FinReflectKG - EvalBench: Benchmarking Financial KG with Multi-Dimensional Evaluation

Large Language Models (LLMs) serve more than just simple text generation purposes. For the financial service industry, they are particularly useful to extract structured knowledge from complex, unstructured financial documents, such as SEC filings. Despite great progress in knowledge extraction methods, the field has lacked a standardized, rigorous way to benchmark and evaluate financial Knowledge Graphs (KGs) derived from such texts. This absence makes it difficult to compare approaches, validate extracted facts, or trust LLM outputs in high-stakes financial applications.

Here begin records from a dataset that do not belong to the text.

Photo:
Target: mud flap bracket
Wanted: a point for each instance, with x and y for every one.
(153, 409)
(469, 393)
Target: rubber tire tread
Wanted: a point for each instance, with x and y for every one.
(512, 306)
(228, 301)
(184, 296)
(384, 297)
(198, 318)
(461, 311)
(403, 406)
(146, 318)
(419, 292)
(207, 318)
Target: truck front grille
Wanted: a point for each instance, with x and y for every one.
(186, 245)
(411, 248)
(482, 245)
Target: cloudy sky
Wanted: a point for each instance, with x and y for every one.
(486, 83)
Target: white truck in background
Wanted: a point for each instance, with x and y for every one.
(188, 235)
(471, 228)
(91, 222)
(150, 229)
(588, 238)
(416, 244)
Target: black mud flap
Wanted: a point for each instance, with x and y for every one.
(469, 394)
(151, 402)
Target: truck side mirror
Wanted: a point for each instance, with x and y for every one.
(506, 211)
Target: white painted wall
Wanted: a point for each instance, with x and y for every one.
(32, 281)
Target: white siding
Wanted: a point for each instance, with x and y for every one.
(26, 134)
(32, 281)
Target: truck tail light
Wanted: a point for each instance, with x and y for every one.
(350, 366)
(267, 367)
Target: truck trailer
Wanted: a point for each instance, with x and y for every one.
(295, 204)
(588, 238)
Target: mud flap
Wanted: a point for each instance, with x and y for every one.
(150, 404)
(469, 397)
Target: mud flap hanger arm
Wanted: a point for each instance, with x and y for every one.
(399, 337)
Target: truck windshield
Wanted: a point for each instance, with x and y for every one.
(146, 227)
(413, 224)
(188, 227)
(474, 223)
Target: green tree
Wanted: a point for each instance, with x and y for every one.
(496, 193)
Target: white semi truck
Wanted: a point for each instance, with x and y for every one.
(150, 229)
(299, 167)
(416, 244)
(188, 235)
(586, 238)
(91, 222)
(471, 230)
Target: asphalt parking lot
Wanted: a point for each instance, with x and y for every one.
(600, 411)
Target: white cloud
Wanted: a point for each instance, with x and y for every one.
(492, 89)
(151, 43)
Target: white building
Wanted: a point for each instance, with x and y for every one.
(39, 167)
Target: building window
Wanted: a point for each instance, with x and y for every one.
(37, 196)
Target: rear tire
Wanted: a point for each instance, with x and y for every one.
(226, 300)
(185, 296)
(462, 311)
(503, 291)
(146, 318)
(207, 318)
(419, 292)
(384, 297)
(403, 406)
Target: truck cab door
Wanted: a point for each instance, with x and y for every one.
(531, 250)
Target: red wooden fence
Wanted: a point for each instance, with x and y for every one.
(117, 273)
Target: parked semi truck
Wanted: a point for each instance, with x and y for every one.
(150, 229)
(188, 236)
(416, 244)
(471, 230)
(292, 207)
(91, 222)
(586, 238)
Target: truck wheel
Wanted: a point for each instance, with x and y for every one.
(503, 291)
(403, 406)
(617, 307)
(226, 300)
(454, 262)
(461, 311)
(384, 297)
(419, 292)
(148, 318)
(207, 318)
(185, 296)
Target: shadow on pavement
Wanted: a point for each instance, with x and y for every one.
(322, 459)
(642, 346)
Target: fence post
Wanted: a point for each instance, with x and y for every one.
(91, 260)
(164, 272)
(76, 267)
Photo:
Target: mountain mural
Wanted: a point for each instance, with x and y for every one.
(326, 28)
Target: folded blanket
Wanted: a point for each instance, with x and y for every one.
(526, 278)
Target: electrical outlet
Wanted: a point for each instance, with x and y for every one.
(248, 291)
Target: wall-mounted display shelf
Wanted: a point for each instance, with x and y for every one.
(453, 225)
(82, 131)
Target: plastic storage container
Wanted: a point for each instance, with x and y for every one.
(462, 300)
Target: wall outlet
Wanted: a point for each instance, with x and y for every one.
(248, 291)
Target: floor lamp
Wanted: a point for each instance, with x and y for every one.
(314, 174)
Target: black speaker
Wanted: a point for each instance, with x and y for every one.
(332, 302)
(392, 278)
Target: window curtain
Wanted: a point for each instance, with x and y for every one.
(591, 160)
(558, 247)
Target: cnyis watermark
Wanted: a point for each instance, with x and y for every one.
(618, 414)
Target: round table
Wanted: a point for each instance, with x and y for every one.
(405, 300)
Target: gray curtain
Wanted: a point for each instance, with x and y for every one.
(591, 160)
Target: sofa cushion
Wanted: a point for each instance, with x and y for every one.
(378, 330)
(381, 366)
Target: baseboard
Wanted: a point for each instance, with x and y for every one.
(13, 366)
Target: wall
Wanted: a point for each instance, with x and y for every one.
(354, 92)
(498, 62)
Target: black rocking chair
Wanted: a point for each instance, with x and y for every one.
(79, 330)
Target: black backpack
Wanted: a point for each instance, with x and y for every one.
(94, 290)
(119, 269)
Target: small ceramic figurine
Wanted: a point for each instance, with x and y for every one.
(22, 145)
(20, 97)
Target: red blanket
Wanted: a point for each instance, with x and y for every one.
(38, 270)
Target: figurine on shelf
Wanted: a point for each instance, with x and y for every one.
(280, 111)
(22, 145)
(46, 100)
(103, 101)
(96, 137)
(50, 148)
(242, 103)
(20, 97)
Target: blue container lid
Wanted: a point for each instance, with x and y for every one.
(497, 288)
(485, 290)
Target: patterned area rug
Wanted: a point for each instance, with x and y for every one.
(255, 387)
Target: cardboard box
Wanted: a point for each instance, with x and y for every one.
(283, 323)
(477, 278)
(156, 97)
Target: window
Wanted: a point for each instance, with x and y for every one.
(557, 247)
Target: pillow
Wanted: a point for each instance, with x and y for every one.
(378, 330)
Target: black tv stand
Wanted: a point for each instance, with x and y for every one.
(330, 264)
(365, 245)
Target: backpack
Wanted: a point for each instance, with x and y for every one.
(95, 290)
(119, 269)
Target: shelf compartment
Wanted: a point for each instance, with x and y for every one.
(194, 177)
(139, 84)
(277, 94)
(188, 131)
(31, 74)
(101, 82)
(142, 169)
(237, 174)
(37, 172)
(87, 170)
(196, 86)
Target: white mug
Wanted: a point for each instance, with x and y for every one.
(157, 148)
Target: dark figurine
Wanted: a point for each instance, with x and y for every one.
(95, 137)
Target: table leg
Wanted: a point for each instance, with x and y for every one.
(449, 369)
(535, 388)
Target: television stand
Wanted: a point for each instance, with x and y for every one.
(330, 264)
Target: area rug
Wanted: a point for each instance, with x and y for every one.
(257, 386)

Domyn’s research team introduces FinReflectKG - EvalBench, the first systematic and evaluation framework designed specifically for financial KG extraction. Built from U.S SEC Form 10-K filings from S&P 100 companies – documents known for their density and ambiguity – the benchmark addresses a critical gap in evaluating how reliably LLMs can extract structured triples from real-world financial disclosures. EvalBench brings multiple extraction strategies into a unified framework, including single-pass, multi-pass, and reflection-based methods, enabling direct and meaningful comparison across approaches.
Instead of relying on a single metric, the research team broke down performance into several dimensions, such as faithfulness, precision, and relevance. This multi-dimensional view reflects the reality that no single metric can fully capture the quality of a financial KG. An extraction method may produce many facts, but those facts vary in how well they are grounded in the source text, how clearly they are expressed, and how useful they are for downstream tasks such as compliance monitoring, investment research, credit risk assessment, or portfolio analysis.
To ensure evaluations are robust, scalable, and reproducible, the framework employs an LLM-as-Judge protocol with explicit bias controls. EvalBench introduces a deterministic commit-then-justify judging procedure that mitigates notorious LLM evaluation biases such as position effects, leniency, verbosity preferences, and reliance on world knowledge beyond the source text. When evidence is ambiguous, the judge follows a conservatism principle, defaulting to a negative decision to prioritize trustworthiness over over-generation. Structured verdicts and warning signals further support transparent error analysis and iterative improvement of extraction pipelines.
The results reveal important trade-offs between extraction strategies. Reflection-based methods generally perform best in terms of precision, relevance, and comprehensiveness, suggesting that iterative reasoning improves coverage and structural quality. However, simpler single-pass extraction achieves the highest faithfulness, indicating a more conservative alignment with the source text. This counterintuitive finding highlights why multi-dimensional evaluation is essential: increasing coverage can come at the cost of strict factual grounding.
Co-authored by Fabrizio Dimino, Abhinav Arun, Bhaskarjit Sarmah, and Stefano Pasquali, this research provides a critical foundation for comparing methods, diagnosing errors, and advancing both transparency and governance in automated financial knowledge extraction. Ultimately, it aims to improve reliability and performance of financial AI.